MaryMar
Me
llamó la atención el cuadro que me ofrecía la mañana: un anciano
se apoyaba en su cachaba para caminar y cubría su cabeza con una
boina sin capar, o sea, con el rabiche tieso. Y a su lado trotaba un
chucho más antiguo que el amo y mucho más feo. Los vi de lejos. Yo
circulaba con mi silla por la acera del sol, camino de la piscina de
El Carracal, por la Avda. de Alemania, y los dos venían hacia mí.
Cuando
por fin llegué a su altura no pude menos que saludar.
–Buenos
días, buen hombre –dije yo, dirigiéndome al viejo, y se me
ocurrió añadir, después de intentar acariciar al perro, que no se
dejó, huyendo al lado contrario de mi silla– Este perro es muy
asustadizo, ¿no lo pegará usted?
¡Pues
para que quieres más!
–¡Cagüental!
–me contestó el viejo, golpeando no pocas veces con su cachaba
sobre la acera– La primera persona que me saluda en este pueblo y
me quiere enseñar a criar perros. ¡Cagüental! No voy a
acostumbrarme nunca a la capital. En mi pueblo todos los paisanos me
conocen y me saludan todos.
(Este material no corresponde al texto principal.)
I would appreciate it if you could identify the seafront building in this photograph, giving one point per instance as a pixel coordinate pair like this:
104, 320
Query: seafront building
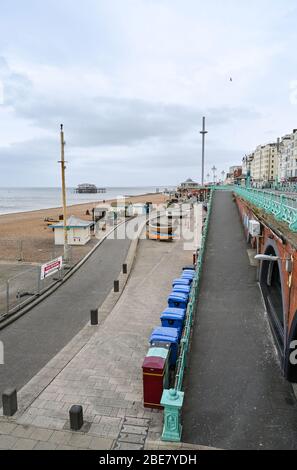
264, 166
273, 163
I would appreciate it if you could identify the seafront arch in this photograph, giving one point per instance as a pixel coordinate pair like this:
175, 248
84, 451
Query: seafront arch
272, 287
291, 353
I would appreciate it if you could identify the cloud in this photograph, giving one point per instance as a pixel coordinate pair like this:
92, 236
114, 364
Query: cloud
131, 81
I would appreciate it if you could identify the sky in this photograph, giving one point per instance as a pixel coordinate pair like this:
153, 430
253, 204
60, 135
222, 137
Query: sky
131, 80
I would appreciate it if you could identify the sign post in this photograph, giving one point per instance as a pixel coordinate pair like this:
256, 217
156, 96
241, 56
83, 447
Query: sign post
51, 268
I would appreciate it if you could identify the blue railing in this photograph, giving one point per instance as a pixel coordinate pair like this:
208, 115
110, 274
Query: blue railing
281, 206
173, 399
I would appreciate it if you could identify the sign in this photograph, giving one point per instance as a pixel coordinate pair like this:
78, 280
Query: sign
51, 267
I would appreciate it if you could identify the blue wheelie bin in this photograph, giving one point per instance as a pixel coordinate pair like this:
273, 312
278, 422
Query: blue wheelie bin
162, 335
189, 268
183, 289
188, 276
189, 273
173, 318
177, 300
181, 281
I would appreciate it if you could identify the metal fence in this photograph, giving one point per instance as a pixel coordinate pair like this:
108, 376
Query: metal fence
17, 290
172, 400
281, 206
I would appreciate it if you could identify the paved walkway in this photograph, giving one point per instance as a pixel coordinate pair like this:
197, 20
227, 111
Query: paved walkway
101, 369
236, 397
34, 339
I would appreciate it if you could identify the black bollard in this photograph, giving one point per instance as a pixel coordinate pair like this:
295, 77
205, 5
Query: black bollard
94, 317
9, 402
76, 417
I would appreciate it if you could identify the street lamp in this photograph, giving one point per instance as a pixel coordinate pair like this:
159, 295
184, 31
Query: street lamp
63, 168
203, 133
214, 169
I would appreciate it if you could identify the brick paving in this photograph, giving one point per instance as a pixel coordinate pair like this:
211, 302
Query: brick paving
100, 369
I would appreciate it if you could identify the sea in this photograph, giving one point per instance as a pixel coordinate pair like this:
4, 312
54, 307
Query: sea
14, 200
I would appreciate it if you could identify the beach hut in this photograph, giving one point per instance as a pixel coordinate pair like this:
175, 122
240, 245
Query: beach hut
79, 231
139, 209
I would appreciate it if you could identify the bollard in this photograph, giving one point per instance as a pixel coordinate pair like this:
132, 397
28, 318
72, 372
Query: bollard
9, 402
94, 317
76, 417
194, 258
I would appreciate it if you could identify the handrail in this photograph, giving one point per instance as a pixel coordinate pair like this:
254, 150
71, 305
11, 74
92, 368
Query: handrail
281, 206
172, 400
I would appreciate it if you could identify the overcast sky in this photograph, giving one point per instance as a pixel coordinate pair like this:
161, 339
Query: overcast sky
131, 80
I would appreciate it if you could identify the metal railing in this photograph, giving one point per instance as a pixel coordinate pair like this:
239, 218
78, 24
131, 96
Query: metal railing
172, 400
281, 206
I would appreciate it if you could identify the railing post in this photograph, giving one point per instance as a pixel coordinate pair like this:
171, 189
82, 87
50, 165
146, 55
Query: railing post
172, 400
279, 215
7, 297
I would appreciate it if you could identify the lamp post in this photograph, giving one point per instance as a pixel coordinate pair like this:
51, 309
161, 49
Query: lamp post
203, 133
214, 169
63, 168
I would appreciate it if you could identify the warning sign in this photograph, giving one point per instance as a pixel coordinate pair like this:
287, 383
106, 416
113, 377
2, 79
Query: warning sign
51, 268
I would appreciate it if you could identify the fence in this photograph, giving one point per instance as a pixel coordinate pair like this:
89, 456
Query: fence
281, 206
20, 282
19, 289
172, 400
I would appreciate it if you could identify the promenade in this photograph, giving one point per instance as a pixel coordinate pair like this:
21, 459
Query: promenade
236, 397
40, 334
100, 369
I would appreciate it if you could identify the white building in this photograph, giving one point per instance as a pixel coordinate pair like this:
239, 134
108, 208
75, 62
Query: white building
285, 156
78, 233
264, 166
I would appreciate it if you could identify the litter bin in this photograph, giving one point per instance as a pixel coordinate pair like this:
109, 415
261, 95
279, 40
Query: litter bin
181, 281
189, 268
182, 289
155, 376
173, 318
186, 275
188, 272
177, 300
168, 336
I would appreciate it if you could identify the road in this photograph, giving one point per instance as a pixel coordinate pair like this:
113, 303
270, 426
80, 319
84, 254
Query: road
32, 340
236, 396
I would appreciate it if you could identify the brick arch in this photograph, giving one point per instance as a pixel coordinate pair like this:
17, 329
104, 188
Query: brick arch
290, 368
274, 297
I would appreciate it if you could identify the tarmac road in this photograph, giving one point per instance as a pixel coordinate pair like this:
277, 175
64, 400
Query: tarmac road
236, 396
35, 338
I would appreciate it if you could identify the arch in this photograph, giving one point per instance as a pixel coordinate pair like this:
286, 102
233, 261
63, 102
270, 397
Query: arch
290, 368
272, 287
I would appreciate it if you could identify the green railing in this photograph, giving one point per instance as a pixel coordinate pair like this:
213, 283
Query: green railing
281, 206
172, 400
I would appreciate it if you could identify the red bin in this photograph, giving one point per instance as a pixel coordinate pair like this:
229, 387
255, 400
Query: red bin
155, 378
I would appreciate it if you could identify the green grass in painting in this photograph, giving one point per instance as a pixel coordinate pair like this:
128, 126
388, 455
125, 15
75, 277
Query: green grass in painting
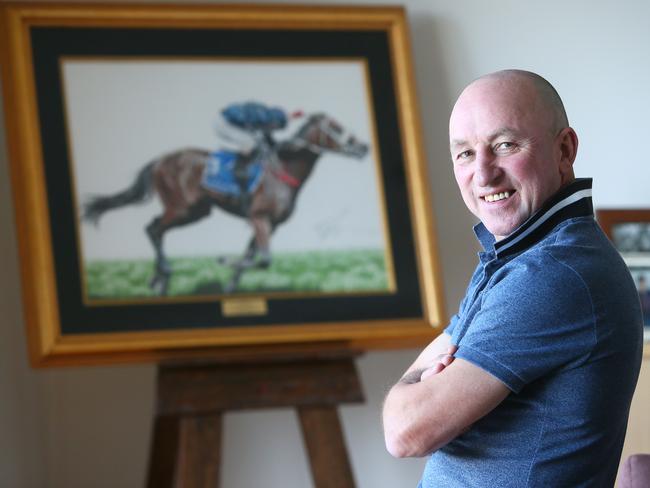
332, 271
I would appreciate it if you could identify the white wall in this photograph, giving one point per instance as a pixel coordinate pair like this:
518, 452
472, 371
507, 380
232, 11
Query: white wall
90, 427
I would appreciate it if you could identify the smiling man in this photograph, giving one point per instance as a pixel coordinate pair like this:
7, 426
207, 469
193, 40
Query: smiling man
531, 382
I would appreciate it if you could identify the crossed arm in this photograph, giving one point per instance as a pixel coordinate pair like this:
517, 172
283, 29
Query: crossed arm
437, 399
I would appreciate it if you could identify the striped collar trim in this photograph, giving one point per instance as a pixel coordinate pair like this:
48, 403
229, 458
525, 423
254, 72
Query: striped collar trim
572, 201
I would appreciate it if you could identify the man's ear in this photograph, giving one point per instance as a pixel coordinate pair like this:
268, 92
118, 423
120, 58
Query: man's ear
567, 147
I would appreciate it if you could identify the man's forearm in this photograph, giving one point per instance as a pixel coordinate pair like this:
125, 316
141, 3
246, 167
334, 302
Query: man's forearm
412, 377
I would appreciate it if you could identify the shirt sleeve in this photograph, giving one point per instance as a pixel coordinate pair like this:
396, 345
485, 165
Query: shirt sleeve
534, 318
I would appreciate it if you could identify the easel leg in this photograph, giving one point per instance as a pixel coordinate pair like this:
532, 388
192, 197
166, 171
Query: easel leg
321, 430
186, 452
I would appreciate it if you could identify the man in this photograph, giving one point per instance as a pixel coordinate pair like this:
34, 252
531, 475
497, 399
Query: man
531, 382
246, 130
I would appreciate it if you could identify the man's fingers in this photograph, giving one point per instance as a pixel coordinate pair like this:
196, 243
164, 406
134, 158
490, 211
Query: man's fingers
446, 360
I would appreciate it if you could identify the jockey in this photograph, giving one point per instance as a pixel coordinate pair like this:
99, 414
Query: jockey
246, 129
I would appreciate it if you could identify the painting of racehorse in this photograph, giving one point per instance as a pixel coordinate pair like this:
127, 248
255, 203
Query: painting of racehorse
173, 204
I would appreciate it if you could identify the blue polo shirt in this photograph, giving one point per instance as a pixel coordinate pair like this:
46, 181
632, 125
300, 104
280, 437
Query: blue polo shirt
553, 313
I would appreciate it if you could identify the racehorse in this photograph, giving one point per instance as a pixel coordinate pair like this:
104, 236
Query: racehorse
177, 180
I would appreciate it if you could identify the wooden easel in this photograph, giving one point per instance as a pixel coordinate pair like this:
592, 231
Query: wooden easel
192, 397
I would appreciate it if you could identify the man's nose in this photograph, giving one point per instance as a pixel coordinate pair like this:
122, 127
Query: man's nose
487, 169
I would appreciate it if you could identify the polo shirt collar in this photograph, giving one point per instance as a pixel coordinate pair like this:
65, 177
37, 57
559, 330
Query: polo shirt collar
573, 200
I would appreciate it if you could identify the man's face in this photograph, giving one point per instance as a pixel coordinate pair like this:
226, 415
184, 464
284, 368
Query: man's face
507, 161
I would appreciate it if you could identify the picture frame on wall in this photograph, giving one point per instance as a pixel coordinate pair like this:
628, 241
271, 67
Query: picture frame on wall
147, 230
629, 231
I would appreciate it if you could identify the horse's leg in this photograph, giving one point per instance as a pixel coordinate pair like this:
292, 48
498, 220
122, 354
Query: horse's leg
160, 280
156, 230
258, 246
263, 228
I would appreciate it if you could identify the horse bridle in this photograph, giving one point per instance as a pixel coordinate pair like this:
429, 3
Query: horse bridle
325, 131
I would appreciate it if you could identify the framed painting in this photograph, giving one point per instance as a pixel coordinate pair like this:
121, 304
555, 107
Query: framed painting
629, 231
189, 179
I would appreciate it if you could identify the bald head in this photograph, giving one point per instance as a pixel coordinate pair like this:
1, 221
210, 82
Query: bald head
512, 147
548, 98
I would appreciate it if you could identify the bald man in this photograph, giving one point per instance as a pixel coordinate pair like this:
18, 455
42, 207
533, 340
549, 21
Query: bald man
531, 382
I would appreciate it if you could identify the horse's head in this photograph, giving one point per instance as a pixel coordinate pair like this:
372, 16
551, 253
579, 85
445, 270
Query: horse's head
322, 133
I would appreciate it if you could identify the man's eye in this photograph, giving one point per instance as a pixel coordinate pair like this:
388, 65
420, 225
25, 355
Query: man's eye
504, 146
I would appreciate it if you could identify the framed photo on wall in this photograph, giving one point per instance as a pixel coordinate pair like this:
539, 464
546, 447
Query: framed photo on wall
629, 231
193, 178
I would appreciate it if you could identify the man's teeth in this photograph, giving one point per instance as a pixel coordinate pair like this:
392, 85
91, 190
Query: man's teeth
497, 196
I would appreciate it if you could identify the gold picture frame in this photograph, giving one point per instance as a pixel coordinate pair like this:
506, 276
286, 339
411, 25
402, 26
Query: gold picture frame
67, 323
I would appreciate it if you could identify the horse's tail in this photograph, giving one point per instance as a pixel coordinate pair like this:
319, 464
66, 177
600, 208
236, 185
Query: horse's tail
139, 191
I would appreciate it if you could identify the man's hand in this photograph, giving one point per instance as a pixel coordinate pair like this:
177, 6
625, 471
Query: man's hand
425, 410
442, 361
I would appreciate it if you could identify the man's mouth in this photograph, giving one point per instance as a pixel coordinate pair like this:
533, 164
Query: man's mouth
495, 197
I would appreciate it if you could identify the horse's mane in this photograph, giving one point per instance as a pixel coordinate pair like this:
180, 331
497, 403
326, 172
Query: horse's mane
291, 144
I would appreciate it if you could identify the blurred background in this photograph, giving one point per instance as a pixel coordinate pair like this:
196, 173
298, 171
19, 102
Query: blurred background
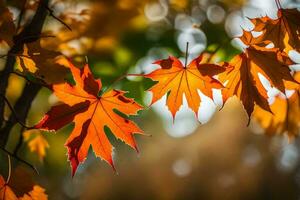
213, 157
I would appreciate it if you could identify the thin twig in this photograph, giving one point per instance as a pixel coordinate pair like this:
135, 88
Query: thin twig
20, 142
14, 112
21, 15
51, 13
20, 159
41, 81
9, 169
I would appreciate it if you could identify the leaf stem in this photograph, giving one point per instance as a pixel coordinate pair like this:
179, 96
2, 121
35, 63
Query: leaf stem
186, 54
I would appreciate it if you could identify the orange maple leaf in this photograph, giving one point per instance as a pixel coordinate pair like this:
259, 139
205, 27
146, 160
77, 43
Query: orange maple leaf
91, 114
243, 76
285, 117
177, 80
283, 32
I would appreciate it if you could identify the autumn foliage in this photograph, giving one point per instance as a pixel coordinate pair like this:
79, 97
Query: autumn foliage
94, 109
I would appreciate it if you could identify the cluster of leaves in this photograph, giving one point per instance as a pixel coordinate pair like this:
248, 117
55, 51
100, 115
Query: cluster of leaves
240, 78
93, 109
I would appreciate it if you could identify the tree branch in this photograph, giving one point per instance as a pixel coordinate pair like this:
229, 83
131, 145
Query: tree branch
30, 33
20, 159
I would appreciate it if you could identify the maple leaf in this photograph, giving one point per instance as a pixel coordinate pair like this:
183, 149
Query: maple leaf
91, 114
243, 76
283, 32
177, 80
46, 64
285, 117
21, 187
36, 142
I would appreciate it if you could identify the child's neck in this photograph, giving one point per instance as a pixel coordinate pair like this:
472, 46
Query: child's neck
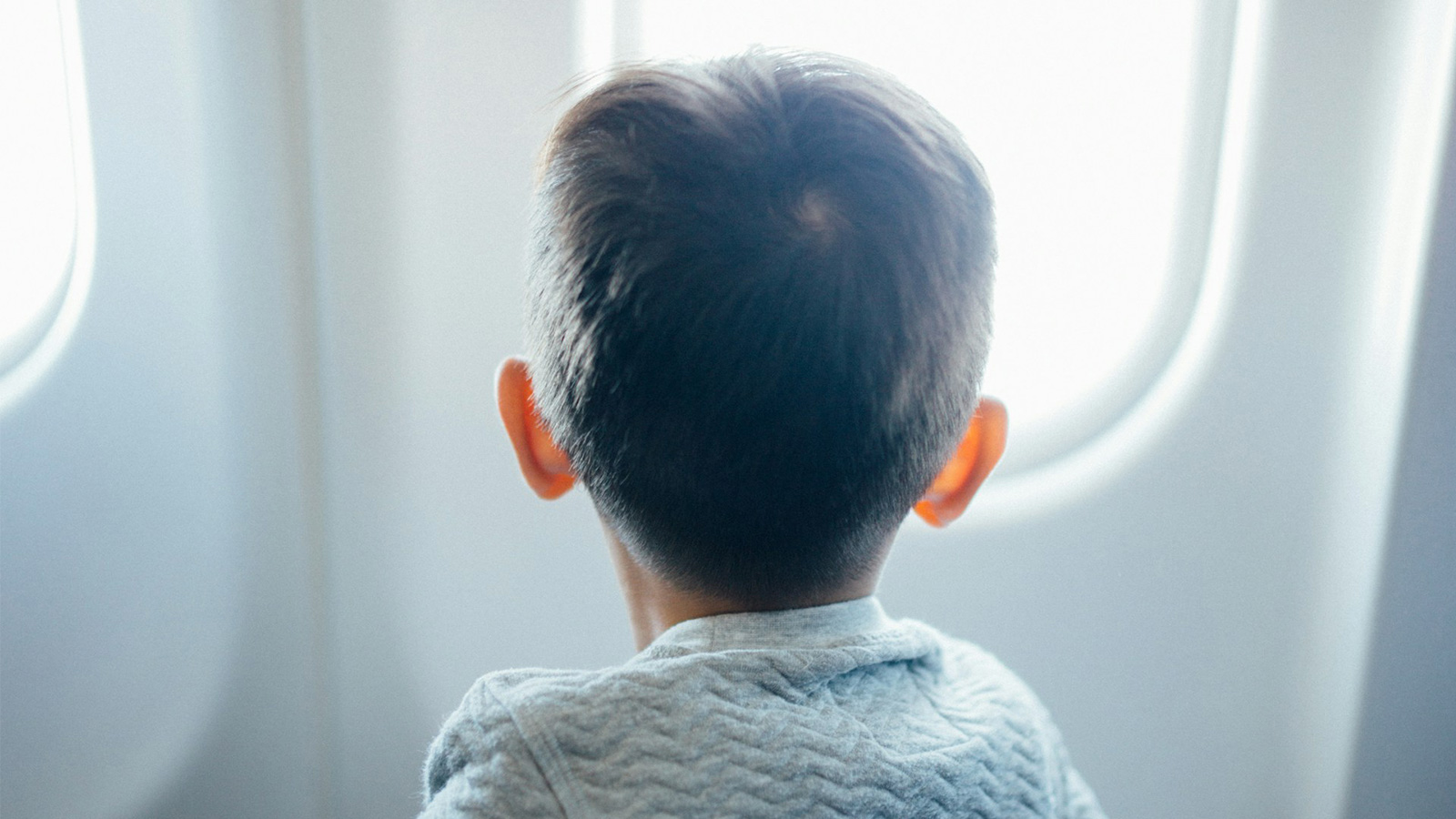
654, 605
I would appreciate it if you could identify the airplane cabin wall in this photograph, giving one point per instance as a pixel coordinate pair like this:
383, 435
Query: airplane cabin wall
261, 530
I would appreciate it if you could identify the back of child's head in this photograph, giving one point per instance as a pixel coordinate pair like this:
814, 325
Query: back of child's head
759, 314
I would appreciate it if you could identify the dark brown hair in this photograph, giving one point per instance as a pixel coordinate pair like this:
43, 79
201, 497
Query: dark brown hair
759, 312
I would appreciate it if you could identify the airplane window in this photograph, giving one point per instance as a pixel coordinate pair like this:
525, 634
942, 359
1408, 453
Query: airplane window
44, 216
1085, 118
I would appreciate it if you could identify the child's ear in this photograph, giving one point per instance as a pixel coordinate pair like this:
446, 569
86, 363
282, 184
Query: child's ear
967, 470
543, 464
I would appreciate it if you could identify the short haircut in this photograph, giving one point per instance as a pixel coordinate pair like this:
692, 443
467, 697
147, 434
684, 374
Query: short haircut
759, 312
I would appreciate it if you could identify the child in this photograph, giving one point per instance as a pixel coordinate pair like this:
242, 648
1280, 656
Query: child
759, 315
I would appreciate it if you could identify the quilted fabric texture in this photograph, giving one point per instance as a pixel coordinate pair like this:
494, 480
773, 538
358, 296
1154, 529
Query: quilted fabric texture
824, 712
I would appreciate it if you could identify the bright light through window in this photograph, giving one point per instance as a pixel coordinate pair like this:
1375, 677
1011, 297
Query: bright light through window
40, 203
1079, 113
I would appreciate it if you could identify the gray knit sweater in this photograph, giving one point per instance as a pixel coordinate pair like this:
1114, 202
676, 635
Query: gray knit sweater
826, 712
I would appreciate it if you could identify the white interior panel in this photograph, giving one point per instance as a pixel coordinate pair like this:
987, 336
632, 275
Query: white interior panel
259, 528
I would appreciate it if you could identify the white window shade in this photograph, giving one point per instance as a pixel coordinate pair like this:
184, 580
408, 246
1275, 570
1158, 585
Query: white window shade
1094, 124
46, 200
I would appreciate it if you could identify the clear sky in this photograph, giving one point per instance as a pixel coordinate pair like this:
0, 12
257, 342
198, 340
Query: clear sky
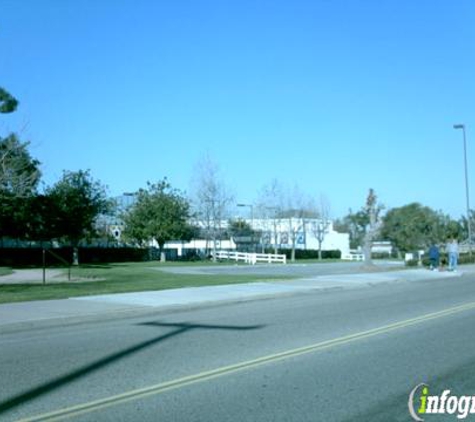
336, 96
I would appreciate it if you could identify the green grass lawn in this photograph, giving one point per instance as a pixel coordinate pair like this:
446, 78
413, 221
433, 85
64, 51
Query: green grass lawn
5, 271
118, 278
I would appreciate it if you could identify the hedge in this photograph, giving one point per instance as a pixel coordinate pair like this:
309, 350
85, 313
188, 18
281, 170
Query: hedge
23, 257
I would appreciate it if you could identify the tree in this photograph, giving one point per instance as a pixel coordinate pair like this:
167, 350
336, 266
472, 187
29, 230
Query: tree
414, 226
19, 172
160, 213
8, 103
211, 199
372, 210
77, 200
354, 224
270, 206
321, 227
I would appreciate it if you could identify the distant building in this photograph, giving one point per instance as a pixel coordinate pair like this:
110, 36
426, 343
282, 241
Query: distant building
283, 233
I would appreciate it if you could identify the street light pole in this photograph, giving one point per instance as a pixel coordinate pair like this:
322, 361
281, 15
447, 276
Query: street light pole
462, 126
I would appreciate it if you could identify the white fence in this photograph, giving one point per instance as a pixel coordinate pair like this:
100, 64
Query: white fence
251, 258
353, 256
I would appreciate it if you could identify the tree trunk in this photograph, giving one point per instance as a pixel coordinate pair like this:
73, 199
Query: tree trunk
75, 255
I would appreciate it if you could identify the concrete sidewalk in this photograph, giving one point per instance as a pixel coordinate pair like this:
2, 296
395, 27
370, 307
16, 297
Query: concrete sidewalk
53, 312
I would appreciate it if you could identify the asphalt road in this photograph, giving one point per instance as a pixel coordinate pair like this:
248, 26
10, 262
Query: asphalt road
341, 355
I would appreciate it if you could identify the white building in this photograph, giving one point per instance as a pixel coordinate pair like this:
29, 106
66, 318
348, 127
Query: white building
281, 232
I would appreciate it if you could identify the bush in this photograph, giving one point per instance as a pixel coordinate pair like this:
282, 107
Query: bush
412, 263
307, 253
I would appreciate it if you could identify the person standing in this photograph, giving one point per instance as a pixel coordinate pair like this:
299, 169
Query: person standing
453, 252
434, 257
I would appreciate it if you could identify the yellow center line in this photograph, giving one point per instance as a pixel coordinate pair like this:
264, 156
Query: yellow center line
140, 393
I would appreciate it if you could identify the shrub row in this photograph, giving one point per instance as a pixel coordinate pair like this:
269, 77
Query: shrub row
22, 257
308, 254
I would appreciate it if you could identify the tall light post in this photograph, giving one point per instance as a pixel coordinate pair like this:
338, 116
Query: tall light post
251, 207
462, 126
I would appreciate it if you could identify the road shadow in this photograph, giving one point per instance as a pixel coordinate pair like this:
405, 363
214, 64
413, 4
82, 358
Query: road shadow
179, 329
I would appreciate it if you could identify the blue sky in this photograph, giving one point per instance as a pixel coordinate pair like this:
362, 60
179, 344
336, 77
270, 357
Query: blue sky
334, 96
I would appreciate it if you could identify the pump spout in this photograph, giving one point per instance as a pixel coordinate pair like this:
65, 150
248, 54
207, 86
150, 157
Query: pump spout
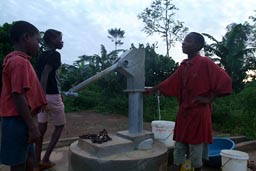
131, 65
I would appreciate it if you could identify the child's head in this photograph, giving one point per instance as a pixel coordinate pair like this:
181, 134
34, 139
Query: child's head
193, 43
53, 39
25, 37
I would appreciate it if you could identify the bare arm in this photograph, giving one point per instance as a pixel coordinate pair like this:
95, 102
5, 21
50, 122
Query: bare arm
23, 109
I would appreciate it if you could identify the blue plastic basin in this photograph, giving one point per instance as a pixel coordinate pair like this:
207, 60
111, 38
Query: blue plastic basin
215, 148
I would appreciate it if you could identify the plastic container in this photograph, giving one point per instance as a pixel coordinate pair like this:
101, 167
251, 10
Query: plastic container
233, 160
163, 131
214, 149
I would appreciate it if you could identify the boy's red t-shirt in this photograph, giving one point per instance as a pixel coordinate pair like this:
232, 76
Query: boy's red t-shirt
198, 77
19, 77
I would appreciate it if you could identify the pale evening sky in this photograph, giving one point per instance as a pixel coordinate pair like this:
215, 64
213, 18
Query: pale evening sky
85, 23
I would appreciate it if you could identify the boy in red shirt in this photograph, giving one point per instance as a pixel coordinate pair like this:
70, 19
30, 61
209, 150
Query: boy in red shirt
195, 84
22, 97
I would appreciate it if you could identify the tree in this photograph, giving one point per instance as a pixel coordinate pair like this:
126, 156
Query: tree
233, 53
159, 18
116, 35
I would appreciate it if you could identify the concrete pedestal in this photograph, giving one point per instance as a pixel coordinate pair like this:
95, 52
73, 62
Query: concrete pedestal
116, 155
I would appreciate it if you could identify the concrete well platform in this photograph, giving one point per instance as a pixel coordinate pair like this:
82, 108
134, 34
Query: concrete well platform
116, 155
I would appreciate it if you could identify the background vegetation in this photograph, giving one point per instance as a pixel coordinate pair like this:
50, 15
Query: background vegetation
235, 52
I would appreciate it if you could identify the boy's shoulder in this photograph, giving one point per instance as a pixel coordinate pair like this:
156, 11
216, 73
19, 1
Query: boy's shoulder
16, 57
50, 53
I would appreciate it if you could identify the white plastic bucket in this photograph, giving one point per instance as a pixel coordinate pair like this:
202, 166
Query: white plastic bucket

Y no me insultan, desconfiando de mí. –y
añadió, buscando con la cachaba al chucho, que continuaba lejos de
mi alcance– Sultán, báilale un pasodoble, a esta señora tan
metomentodo.
Y
el perro se vino hacia mí, se puso de pié sobre sus dos patas
traseras, me ofreció su mano derecha y comenzó a girar sobre sí
mismo agarrado a mi mano: parecía una de esas bailarinas sobre hielo
que no se cansan nunca de dar vueltas.
Yo
me reía con ganas. Este perro era un verdadero cachondo, pero estaba
claro que se sentía fuera de lugar, como el viejo, eso era lo que yo
había confundido con miedo.
–Perdone,
señor, si le molestaron mis palabras. Sólo pretendía ser amable.
–¡Mecagüental!
Mi perro y yo te estamos muy agradecidos. Eres la primera y única
persona que nos ha visto en esta calle, ¡cagüental! Y eso que
caminamos como siempre, con la cacha y por el sol. ¡Cagüental! No
nos vamos a acostumbrar nunca al extranjero.
Y
los dos continuaron su paseo y yo continué rodando hasta la piscina.